If you have been reading my blog for a while now, you’ll notice that I have blogged at length about flash storage and the different types used on smartphones. One storage I have avoided is NVMe. So in today’s article, let’s look at what is NVMe storage and why Apple uses it?
What is NVMe storage?
NVMe or Non-Volatile Memory Express is a high speed connection interface used for SSDs and other forms of flash storage. In simpler terms, it is a way that SoCs and CPUs can access and modify data on a flash or SSD storage. One could also say that an NVMe storage is a flash/SSD storage that houses an NVMe controller.
NVMe exists as a type of controller chip that handles all CPU data requests and fetches the requested data. It also handles all write requests as well.
In general PC use, NVMe is usually tied to PCI express because that is what it was built for. NVMe serves as the logical interface handling data transfer protocols between storage and CPU while PCIe is the physical interface where the storage connects to the motherboard.
- NVMe – protocol
- PCIe – physical interface
Who owns the NVMe storage?
NVMe was begun by core group of companies that needed a faster type of storage standard.

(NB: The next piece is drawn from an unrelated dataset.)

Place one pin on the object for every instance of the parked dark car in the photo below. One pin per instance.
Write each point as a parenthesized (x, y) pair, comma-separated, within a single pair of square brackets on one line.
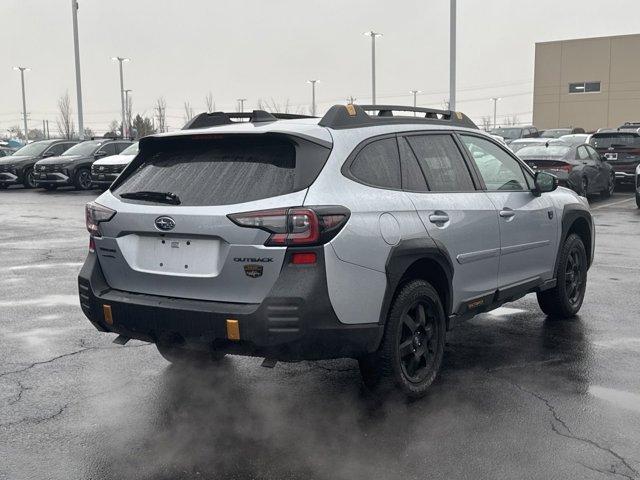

Today, the initial working group has evolved to become NVM Express, Inc. More than 65 companies belong to this group, which owns the NVMe standard and promotes its use. Its board of directors includes representatives from Cisco, Dell, EMC, HGST, Intel, Micron, Microsoft, NetApp, Oracle, PMC, Samsung, SanDisk and Seagate. (source)
There have been several versions of NVMe since the first version (1.0e) was released in 2013. These include:
- NVMe 1.0e, 1.1b (2013 – 2014)
- NVMe 1.2, 1.2a, 1.2b, 1.2.1 (2014 – 2016)
- NVMe 1.3, 1.3a, 1.3b, 1.3c, 1.3d (2017 – 2019)
- NVMe 1.4, 1.4a, 1.4b
- NVMe 2.0, 2.0a, 2.0b
NVMe over PCIe protocols for PC currently has some of the fastest read and write speeds for data. NVMe can theoretically reach speeds of 32Gbps or even faster. This is way faster than SATA and other PC SSD drives.
Apple’s iPhones and NVMe
The only known smartphone OS that supports NVMe is iOS (and iPad OS). Back in the late 2000s, smartphone devices were slow due to most silicon being in their infancy, but Apple wanted more.
In 2008, a Texas based semi-conductor company called Intrinsity proved that they could speed up ARM CPUs whilst reducing power consumption. They did this with the ARM A8 which they modified and renamed Hummingbird. In 2010, the company ran into financial trouble and Apple quickly snagged them up for a price rumoured to be between $50 to $121 million USD. This was in addition to the earlier acquisition of PA Semiconductor in 2008.
Seeing as it is that storage is important to snappy performance, Apple would in 2011 go on to acquire an Israeli company known as Anobit for $500 million USD. Anobit is a company that makes memory controllers for flash storage and drives.
With these companies under their belt, Apple went on to design their own inhouse ARM based SoCs. These SoCs were more powerful, but consumed less power, especially when compared to other ARM based SoCs. Apple was way ahead of everyone else when it released the first 64-bit smartphone SoC on the iPhone 5S (Apple A7).
As if that was not enough, Apple also made a custom proprietary low powered NVMe controller for their iPhones and iPads.
All of these came together in the iPhone 6S which had a 64-bit Apple A9 with an NVMe storage over an M-PHY interface. The speed boost from the NVMe storage left the competition in the dust.
In NVMe storage is so great, why have Android OEMs refused to use it?
Well, they didn’t exactly refuse to use it per sé. Apple have made it very clear with patents and an army of lawyers that they would fight anyone who comes near this technology.
Secondly, Android OEMs do not have the time or the resources to invest into research and development for NVMe controllers.
With that being said, Apple’s mobile NVMe storage is low powered and is not as fast as the PC version. Apple have aso been very tight lipped about the speeds of their NVMe storage and have refused to release any sort of data to the public.
Also, with the recent improvements of UFS storage, especially UFS 3.0, Android smartphones are starting to catch up to Apple. Not just in storage speeds, but also in SoC performance as well.
Whilst Apple’s NVMe is leading the pack and UFS is catching up, eMMC for all intents and purposes has been left for dead.